The AID group was founded a year-and-a-half ago, and today employs around 150 employees. AID headquarters is in Munich, where it currently has 12 autonomous test vehicles operating on public roads. Most of the test vehicles are VW Golf hatchbacks. According to Alexandre Haag, the group’s chief technology officer, “Our goal is to develop the full Level 4 stack.” (The Society of Automotive Engineers defines Level 4 as a car that completely drives itself from start to finish within a specifically designated area.) “The first application to be robo-taxi,” Haag added, “and in the long term provide the whole group with a self-driving stack for ownership vehicles, trucks, buses, food deliveries… everything in the long term.”

Full Level 4 Stack

Like most autonomous driving programs, the Audi division uses software and deep learning-based approaches to process all the sensing data picked up by its suite of sensors, such as LIDAR point clouds, camera pixels, and radar echoes. This perception data models the vehicle’s environment, both near and far, by detecting objects, vehicles, pedestrians, and other obstacles.

Like most autonomous driving programs, the Audi division uses software and deep learning-based approaches to process all the sensing data picked up by its suite of sensors

The competition

Audi is not as far ahead as other automakers in developing and deploying automated vehicles. Waymo, the self-driving division of Alphabet, just launched a limited commercial robot taxi service outside Phoenix, AZ. General Motors says it will unveil its own ride-hailing service in San Francisco in late 2019. Audi is aiming to deploy its robot taxis at scale in 2021, the same year targeted by Ford for its service.

Luminar

To boost its efforts, Audi is bringing on some new suppliers to help with these challenges of perception and prediction.
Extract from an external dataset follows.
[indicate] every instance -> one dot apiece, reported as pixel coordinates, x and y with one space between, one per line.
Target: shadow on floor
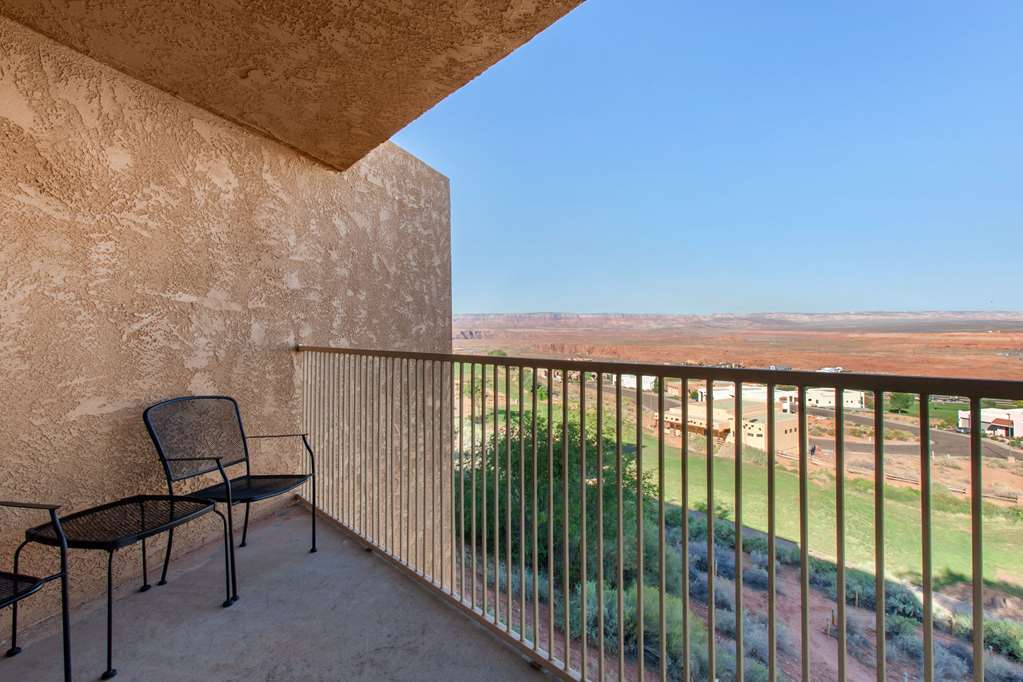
342 614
For example, AID announced that it will be working with Luminar, a Palo Alto-based startup that makes LIDAR sensors and perception software for autonomous vehicles. LIDAR, sends millions of laser points out per second and measures how long they take to bounce back, is seen as a key ingredient to autonomous driving.

Haag said he was impressed with the range and point-cloud density of Luminar’s LIDAR. AID’s vehicles will use Luminar’s sensors for long-range perception and detection, as well as shorter range LIDAR made by Velodyne for closer objects.